I have yet to see an academic law journal article seriously explore the costs of small inventors acquiring and defending patents. Isn’t there at least one activist law school to do a better version of PATNEWS?

Next, another “harm”:

“Finally there is the obvious hold-up problem – where an innovator is about to release a product and is discovered to be violating a patent. …. As [Berkeley economist Carl] Shapiro concludes: ‘[T]his hold-up problem is very real today, and … should [be considered] a problem of first-order significance in the years ahead.]

This is a problem that affects all industries, not just software, so it is not a problem that can be used to attack software patents. And if we can improve the quality of issued patents (another issue of no interest to academic law journal articles), the problems of hold-up are lessened.

He then wanders into the economics of commons:

“Nobel Prize-winning economist James Buchanan has expanded this idea to the problem of regulation generally. He points to the problem of patents in particular as an example where multiple and overlapping patent protection may create an anticommons, where innovators are afraid to innovate in a field because too many people have the right to veto the use of a particular resource or idea. This potential for strategic behavior by these many rights holders makes it irrational for an innovator to develop a particular idea, just as the possibility of veto by many bureaucrats may leave a particular piece of real property underdeveloped.”

MAY. POTENTIAL. POSSIBILITY. Again, SHOW ME THE DATA of harm. And if you do collect the data, I suspect it will show that the anti-commons problem for software patents, assuming it exists, is no different and probably milder, than other areas of technology such as biotech and integrated circuits.

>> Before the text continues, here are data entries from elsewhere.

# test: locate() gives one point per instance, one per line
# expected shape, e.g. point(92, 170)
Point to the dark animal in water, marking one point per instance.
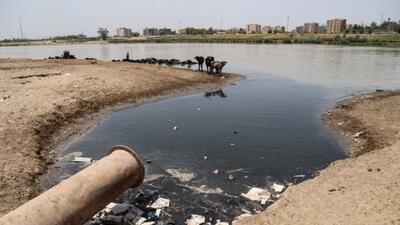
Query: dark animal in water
point(209, 59)
point(217, 66)
point(200, 62)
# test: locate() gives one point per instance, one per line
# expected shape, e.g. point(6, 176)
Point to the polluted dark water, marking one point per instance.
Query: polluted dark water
point(204, 150)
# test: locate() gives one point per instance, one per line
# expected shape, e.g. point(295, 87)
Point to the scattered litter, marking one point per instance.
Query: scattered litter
point(241, 217)
point(278, 188)
point(152, 216)
point(152, 177)
point(221, 223)
point(257, 194)
point(82, 159)
point(357, 135)
point(120, 208)
point(196, 220)
point(183, 176)
point(111, 219)
point(109, 207)
point(149, 223)
point(203, 189)
point(158, 213)
point(141, 221)
point(215, 172)
point(160, 203)
point(237, 170)
point(246, 211)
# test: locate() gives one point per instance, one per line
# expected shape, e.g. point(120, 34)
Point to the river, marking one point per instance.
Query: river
point(264, 129)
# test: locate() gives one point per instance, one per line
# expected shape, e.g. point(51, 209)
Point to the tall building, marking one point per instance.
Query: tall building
point(165, 31)
point(279, 29)
point(124, 32)
point(300, 29)
point(311, 28)
point(253, 29)
point(336, 26)
point(150, 31)
point(266, 29)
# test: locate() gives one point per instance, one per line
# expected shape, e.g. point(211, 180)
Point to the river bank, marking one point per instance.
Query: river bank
point(45, 102)
point(362, 189)
point(381, 40)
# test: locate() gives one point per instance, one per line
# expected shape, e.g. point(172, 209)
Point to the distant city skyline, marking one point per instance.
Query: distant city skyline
point(46, 18)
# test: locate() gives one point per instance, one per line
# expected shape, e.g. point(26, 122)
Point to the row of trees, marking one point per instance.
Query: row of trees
point(387, 26)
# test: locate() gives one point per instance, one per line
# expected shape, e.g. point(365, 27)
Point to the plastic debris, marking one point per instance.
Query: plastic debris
point(196, 220)
point(241, 217)
point(278, 188)
point(158, 213)
point(257, 194)
point(357, 135)
point(82, 159)
point(141, 221)
point(221, 223)
point(160, 203)
point(215, 172)
point(183, 176)
point(149, 223)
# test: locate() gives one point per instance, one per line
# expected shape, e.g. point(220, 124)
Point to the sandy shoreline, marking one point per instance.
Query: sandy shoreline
point(46, 103)
point(362, 189)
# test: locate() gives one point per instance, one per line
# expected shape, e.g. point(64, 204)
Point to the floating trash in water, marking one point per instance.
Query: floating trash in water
point(182, 175)
point(196, 220)
point(278, 188)
point(257, 194)
point(215, 172)
point(160, 203)
point(82, 159)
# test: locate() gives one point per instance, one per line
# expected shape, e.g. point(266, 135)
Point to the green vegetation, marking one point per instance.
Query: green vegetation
point(103, 33)
point(392, 40)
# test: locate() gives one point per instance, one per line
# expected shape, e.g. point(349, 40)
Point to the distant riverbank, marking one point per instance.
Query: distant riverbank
point(385, 40)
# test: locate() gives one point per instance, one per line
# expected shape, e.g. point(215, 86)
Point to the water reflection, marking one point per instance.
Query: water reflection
point(219, 93)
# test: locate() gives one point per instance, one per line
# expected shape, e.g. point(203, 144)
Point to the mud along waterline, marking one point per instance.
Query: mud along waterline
point(264, 129)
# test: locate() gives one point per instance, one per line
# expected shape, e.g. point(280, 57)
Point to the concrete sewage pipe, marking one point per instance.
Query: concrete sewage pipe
point(77, 199)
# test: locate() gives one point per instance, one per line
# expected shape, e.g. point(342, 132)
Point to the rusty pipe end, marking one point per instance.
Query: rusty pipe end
point(136, 156)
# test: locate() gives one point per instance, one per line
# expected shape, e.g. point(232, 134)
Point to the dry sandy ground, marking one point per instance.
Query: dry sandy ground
point(41, 98)
point(363, 189)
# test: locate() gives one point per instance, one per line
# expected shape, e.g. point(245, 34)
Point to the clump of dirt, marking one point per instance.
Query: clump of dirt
point(44, 102)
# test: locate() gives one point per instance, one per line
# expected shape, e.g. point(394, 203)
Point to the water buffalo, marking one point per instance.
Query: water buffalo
point(217, 66)
point(209, 59)
point(200, 62)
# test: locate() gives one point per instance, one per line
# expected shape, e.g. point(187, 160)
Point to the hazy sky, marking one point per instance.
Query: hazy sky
point(44, 18)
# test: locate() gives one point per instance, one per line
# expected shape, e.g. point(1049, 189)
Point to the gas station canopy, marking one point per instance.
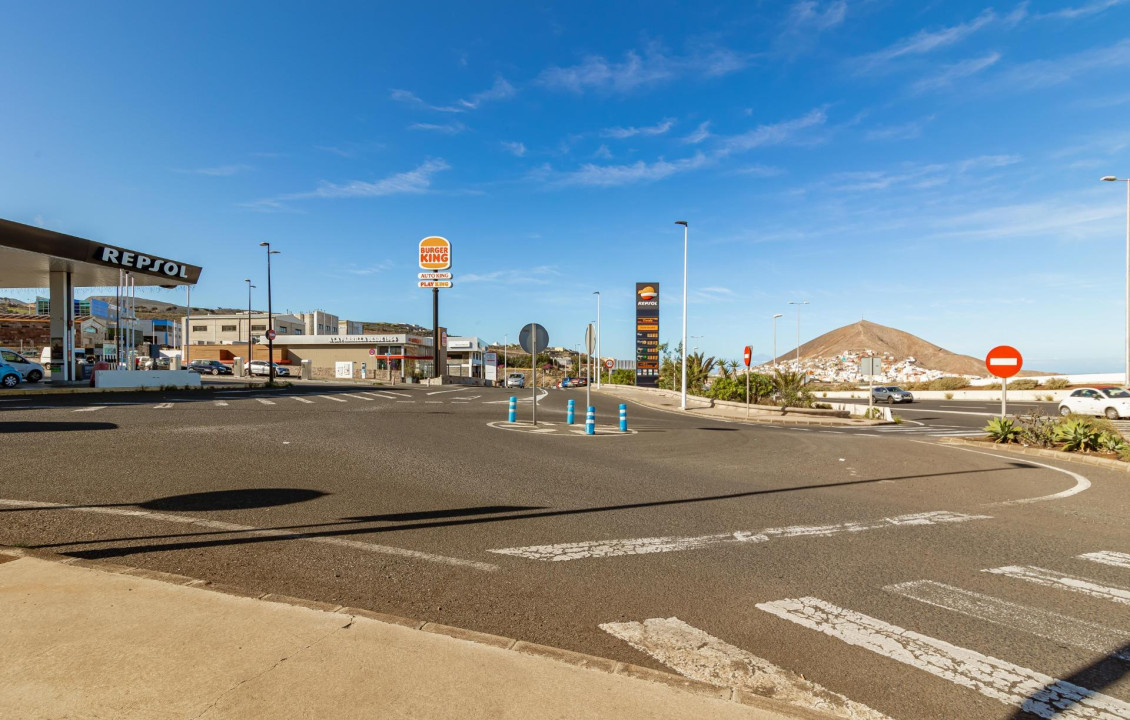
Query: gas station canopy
point(29, 254)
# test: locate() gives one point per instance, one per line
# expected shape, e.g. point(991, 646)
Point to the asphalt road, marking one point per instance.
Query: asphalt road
point(809, 551)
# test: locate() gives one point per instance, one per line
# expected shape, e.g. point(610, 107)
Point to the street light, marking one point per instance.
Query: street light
point(774, 338)
point(248, 369)
point(270, 317)
point(597, 293)
point(1127, 181)
point(684, 353)
point(798, 304)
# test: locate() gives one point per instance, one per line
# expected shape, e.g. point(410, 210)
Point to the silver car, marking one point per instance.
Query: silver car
point(891, 395)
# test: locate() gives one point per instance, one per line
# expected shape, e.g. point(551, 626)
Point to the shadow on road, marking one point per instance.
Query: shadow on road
point(52, 427)
point(443, 519)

He concludes his patent commentary:

“The complexity in these rights to exclude creates this anticommons problem. And the more severe the problem, the more it will stifle new innovation.”

MAYBE. But where is the empirical data showing real stifling effects on the software industry because of patents, especially data that shows the effects are substantially worse than the impact of patents on other fields of technology? Are too many bad software patents issuing? Sure. Can we economically decrease the number of bad software patents issuing? Just as sure.

The urgency [for reform] in the field of patents is even greater. Here again, patents are not evil per se; they are evil only if they do no social good. They do no social good if they benefit certain companies at the expense of innovation generally. And as many have argued convincingly, that’s just what many patents today do.

A few sentences later:

In particular, [the PTO] should be required to perform an economic study to justify the most controversial extensions of patents right now – business method and software patents. If these forms of innovation regulation can’t at least meet the burden of demonstrating that they are more likely to aid innovation than harm it, then Congress should withdraw this form of monopoly protection.

Never say that Lessig doesn’t have a sense of humor – these two sentences are hilarious. First, after lambasting the PTO for being unfair he calls for the PTO to do a fair study that conceivably could not be in the bests interests of the mandarins that run the PTO. It’s like the NRC being asked to do a critical study of the nuclear power industry (hahahaha). Second, no other technology has been asked to demonstrate that their patents aid innovation more than harm – why should software and business methods technologists be asked to do so? Seems to me violate some equal protection aspect of federal laws that Lessig champions.

His last comment on patents?

In the meantime, there are smaller changes that Congress might make, all designed to lessen the harm patents generally, and bad patents in particular, might cause.

Yea, like what? He couldn’t have devoted one more page out of 261 to mention a few of these smaller changes. I hear Lessig is going to lead a campaign of patent law academics to call upon all patent prosecutors to charge their clients less money so that their clients can have more money to do prior art searches (or pay higher fees to the PTO to have them do better searches), as well as demanding that Rule 56 be greatly toughened, and that the Jepson format be mandatory. (YES, this last sentence is dripping sarcasm).